There had been significant disputes in relation to whether or not Jacob suffered from an intellectual disability as well as having other mental health issues. ADHC assessments placed Jacob as having a borderline intellectual disability which meant that he was ineligible for direct ADHC services.

Jacob had a significant criminal history and had regularly been involved with the criminal justice system. In just over a year Jacob had been charged on six separate occasions with a total of 24 offences. On almost all occasions the charges have resulted from altercations with his father in the family home, during which it has been alleged that Jacob has assaulted his father and damaged his property. Previously section 32 applications failed, even though Jacob was found eligible under the first limb of the section, because he did not receive any support and an adequate support plan could not be put before the court. As a result he served a number of terms of imprisonment.

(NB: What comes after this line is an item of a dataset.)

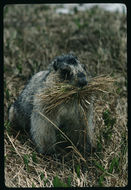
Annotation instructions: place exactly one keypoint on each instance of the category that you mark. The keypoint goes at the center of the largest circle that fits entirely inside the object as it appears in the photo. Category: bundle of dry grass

IDRS referred Jacob to a non-government organisation (NGO) which provided case management to him. The benefit of a NGO, often funded by ADHC, is that they often have broader eligibility criteria. Once he was allocated a case manager he received assistance in behaviour intervention and anger management. His family were also linked up to support services. He was referred to a psychiatrist by his GP who was able to undertake a medication review. Jacob was linked up with a local sporting team which opened up new friendship circles for him. Jacob was additionally referred to GROW Community Farm, a live in residential unit for persons with dual diagnosis, for 6 months.

Jacob’s case manager from a local NGO prepared a support plan for court and the section 32 application was granted.